I have a dataframe with about 100k rows and I would like to find the coordinates based on the country short code with geopy.
The original dataframe look like this:
index | country | city |
---|---|---|
0 | CL | SANTIAGO |
1 | BR | SAO PAULO |
2 | BR | ITUPEVA |
To limit the number of requests I create another dataframe with unique "country" value, then look up location details from Geopy with following code:
from geopy.geocoders import Nominatim
from geopy.extra.rate_limiter import RateLimiter
country_list = raw_df.country.unique().tolist()
short_code_df["location"] = short_code_df["short_code"].apply(geocode,language="en")

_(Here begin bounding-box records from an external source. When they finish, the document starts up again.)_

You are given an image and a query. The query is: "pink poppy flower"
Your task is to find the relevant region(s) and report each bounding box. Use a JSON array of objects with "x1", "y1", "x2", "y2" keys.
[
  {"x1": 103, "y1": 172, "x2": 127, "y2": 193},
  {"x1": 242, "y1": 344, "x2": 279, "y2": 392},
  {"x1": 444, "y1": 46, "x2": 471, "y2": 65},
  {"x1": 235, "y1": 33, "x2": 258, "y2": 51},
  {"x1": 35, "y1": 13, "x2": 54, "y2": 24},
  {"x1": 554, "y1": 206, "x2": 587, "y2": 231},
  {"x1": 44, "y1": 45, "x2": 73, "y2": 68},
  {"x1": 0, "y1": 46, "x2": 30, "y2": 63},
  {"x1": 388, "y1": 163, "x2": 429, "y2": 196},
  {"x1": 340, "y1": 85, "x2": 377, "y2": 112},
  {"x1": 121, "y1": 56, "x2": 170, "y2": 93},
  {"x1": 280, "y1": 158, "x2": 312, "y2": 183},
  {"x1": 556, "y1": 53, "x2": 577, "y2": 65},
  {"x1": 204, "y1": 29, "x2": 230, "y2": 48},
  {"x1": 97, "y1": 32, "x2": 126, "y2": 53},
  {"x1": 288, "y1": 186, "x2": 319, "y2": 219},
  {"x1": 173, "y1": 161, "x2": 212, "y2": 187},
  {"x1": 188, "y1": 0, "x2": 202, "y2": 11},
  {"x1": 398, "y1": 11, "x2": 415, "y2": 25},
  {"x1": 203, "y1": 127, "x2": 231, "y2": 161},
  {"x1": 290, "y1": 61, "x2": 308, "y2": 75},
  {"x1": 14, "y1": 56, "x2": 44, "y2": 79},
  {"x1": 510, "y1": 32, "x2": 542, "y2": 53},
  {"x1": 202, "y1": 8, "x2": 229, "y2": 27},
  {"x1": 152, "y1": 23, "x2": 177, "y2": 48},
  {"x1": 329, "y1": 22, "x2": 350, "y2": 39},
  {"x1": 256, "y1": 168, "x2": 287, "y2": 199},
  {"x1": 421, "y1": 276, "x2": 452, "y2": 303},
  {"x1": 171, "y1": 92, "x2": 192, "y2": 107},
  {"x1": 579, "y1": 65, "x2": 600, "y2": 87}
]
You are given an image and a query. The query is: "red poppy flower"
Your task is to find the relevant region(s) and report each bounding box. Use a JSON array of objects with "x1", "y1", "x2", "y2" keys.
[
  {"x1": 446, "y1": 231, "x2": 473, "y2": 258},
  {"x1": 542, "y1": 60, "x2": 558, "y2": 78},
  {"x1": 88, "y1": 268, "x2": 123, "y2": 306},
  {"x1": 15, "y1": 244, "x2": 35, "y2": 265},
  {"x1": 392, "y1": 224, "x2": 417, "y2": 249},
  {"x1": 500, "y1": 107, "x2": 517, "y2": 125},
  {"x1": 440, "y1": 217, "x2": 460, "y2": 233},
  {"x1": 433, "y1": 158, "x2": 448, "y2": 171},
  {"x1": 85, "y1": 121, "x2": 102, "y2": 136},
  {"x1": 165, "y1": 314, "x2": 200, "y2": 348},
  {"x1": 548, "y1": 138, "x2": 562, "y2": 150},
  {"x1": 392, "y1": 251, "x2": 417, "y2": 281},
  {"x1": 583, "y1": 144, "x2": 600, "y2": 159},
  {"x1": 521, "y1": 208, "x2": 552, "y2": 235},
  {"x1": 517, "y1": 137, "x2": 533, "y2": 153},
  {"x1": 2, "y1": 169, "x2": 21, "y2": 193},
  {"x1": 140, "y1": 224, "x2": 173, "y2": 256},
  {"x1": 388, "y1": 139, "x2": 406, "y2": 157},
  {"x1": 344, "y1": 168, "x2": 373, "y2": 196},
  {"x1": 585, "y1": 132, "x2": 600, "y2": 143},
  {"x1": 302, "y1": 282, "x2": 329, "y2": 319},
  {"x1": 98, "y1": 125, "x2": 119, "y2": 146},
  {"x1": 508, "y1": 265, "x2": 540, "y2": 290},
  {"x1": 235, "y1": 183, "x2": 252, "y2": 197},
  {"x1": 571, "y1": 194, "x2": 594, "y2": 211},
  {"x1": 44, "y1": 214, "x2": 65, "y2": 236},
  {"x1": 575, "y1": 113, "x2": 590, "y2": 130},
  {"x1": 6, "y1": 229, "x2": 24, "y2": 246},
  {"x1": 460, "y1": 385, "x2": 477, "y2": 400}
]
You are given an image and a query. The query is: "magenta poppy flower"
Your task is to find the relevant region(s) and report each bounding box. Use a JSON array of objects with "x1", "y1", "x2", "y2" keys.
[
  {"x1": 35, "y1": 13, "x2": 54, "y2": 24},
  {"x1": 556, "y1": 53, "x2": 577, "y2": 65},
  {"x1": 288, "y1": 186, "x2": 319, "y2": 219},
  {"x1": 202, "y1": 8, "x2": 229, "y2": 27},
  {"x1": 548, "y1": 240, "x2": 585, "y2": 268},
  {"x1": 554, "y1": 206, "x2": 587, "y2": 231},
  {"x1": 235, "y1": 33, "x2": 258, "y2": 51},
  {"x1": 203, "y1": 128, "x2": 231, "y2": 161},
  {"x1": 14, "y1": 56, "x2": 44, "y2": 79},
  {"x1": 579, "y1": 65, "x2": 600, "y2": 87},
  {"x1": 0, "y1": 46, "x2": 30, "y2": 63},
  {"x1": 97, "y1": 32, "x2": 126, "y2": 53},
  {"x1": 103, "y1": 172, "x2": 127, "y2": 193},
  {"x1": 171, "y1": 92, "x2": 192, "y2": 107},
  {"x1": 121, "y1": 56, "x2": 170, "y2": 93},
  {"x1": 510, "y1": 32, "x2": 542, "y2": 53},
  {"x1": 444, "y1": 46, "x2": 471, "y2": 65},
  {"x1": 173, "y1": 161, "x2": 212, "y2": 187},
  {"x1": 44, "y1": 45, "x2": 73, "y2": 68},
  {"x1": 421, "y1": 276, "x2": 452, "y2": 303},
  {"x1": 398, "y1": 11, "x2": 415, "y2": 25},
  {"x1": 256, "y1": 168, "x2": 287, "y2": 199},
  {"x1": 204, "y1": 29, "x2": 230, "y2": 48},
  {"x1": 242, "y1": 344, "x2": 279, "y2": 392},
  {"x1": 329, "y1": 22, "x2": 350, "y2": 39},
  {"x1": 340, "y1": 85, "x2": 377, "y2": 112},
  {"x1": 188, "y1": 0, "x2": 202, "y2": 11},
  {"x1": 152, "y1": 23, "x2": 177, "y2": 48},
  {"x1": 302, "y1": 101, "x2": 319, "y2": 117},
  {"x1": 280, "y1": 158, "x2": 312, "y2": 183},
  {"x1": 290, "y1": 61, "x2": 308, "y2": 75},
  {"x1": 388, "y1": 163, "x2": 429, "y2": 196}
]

Which return me the below df:
| index | short_code | location |
|-------|------------|----------------------------------------------|
| 0 | CL | (Chile, (-31.7613365, -71.3187697)) |
| 1 | BR | (Brazil, (-10.3333333, -53.2)) |
| 2 | US | (United States, (39.7837304, -100.445882)) |
| 3 | GB | (United Kingdom, (54.7023545, -3.2765753)) |
| 4 | JP | (Japan, (36.5748441, 139.2394179)) |
| 5 | CH | (Switzerland, (46.7985624, 8.2319736)) |
| 6 | CN | (China, (35.000074, 104.999927)) |
| 7 | HK | (Hong Kong, China, (22.350627, 114.1849161)) |
What I would like is to return the Country, Lat, Lon in their respective column like below:
| index | short_code | location | lat | lon |
|-------|------------|----------------------|----------------|----------------|
| 0 | CL | Chile | -31.7613365 | - 71.3187697 |
| 1 | BR | Brazil | -10.3333333 | -53.2 |
| 2 | US | United States | 39.7837304 | 100.445882 |
I tried to slice it with a square bracket at the end but it throw me an error.
I also tried to use the pandas explode function but that was not working too.
Thanks first and appreciate your helps.